In an article published in Fort Worth Star Telegram, David Bates commented: “Regionalism is a nasty comment. It makes art seem small-minded. There is no difference between what I do or what Marsden Hartley or Diebenkorn did. What I do couldn’t be more American. You can look at German art as regional, Chinese art as regional, but it’s all art. Sometimes you want Mexican food, other times Italian. And every once in a while you want some grits and barbecue.”
The retrospective exhibition that spans two museums (Fort Worth Modern Museum and Nasher Sculpture Center) in Dallas and Fort Worth proves that his celebrated regional stature has been matched with a measurable national level of recognition. The Met, Whitney, Smithsonian, National Gallery of Art have all loaned from their collection works by Bates for the exhibition. More, as gallery labels indicate, come from private hands.
No doubt that Dallasites like their grits and barbecue more.
Regionalism has roots. William Gerdts, in his three-volume book “Art Across America: Two Centuries of Regional Painting 1710-1920,” has intentionally excluded artists from New York, Boston and the Philadelphia area. When Judith O’Toole, the curator at the Westmoreland Museum of American Art, mounted an exhibition for Scalp Level painters, she commented these areas were “where the dealers were, where the museums were built, where there was a more international society, where the critics were who would write about their work. That infrastructure came together to make them the national school.”
But it is also interesting to notice that Gerdtz did not extend his book beyond between-war periods. Geographic boundary is no longer an obstacle for artists nowadays. Texas is just a three hour flight from New York, after all. And if it is still not fast enough, just send a tweet. So would art critics and historians stop using regionalism in describing Texas Art? Or should we just drop the word Texas when introducing any artist in Texas?
True as Bates inserted, creating art is about individualism. But the art world is an ecosystem of artists, patrons, galleries and critics. Once artworks leave artists’ studios, they assume the course of their own. The million-dollar question — how they will be perceived and subsequently defined or whether they will climb up the echelon of art market cannot be answered by a formula.

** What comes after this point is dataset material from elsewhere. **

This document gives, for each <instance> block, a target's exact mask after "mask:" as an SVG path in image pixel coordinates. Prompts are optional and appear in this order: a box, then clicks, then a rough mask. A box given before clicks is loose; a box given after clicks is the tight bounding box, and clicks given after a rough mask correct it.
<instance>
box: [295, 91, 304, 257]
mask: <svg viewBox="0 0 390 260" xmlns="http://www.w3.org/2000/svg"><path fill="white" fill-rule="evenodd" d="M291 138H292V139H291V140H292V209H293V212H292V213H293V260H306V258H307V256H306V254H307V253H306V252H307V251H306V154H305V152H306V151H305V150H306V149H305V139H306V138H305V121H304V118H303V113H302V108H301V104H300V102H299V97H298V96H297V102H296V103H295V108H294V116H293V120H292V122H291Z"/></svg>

Still they can be examined within a large frame of the time, locality (big or small) plus or minus some wisdom or stupidity of our own.
Regionalism, in particular, can be further dissected into two sub-areas: regional characters and regional preference.
Regional characters are of artists’ own propensity. The immense knowledge in art history has smoothed out edges of regional styles. Texas, with its enormous physical presence, has no single coherent style.
Yet, the infinite horizon of the west, the rich earth tones of the north, or the impenetrable torrent of the Gulf coast, have influenced the people who live through the land. Bates’ most celebrated series, capturing the hardship, commonality and eccentricity of lives along the Gulf Coast, are distillation of personal experience that many can echo. The Grassy Lake series, most from his early career, may seem bizarre at the first sight. Largely, the series synthesize a primeval beauty into a complex visual language based on his personal stories. Viewers are often confronted with direct narratives and a within-the-scene perspective, like listening to a first-hand story of a friend from out of his recent exotic trip. That immediacy of tangible feelings subsequently afflicts viewers with fear and awe that once was incited in the artist himself.
Regional preference, on the other hand, won’t comply to idiosyncratic artists alone. It is by and large, determined by the other side of the supply-demand equation — collectors, galleries and critics. Collectively, the southwest has a sweet tooth penchant for realism of regional flavors. The best words that have been used to describe Texas Art is from Richard Brettell’s essay for book about the Barrett Collection — Provincial Cosmopolitanism. North Texas, with a strong root in Texas regionalism, tends more toward narratives with bold patterns, be it a hustle-bustle Parisian street scene from Edouard Cortes, or a Bate’s flower painting. True, that there are abundant Texas artists in abstraction or a minimalistic style who have won acclaims from collectors and critics alike; and that is what makes contemporary Texas Art interesting. However, a hypothetical question cannot be ignored if we set to fundamentally understand the interplay between Bates and regional preference — What if Bates had decided to stay in New York City and presented his Glassy Lake series to the critics in the Big Apple?
In D-magazine, Bates is touted as the most successful painter in Dallas. Ironically, Dallas can provide the deep-pocketed patrons and loyal followers; but not the kind of landscape or lifestyle that the artist has strived to capture. In almost all of Bates’ works, he has avoided painting Texas as being Texas now — a booming economy with diverse industries, a disparate population with super rich and overcrowded poor, and a sea of highways featuring restless monotonicity. In these nostalgia images, Texans may resonate with a sense of lost innocence.
In that matter, New Yorkers, having lived in a cramped space within a forest of concrete skyscrapers, would hardly know.
Excellent article. I am not sure the world is so small, however. There's still much sentiment specific to a locality, and having physical access to an art market center can make all the difference in the world.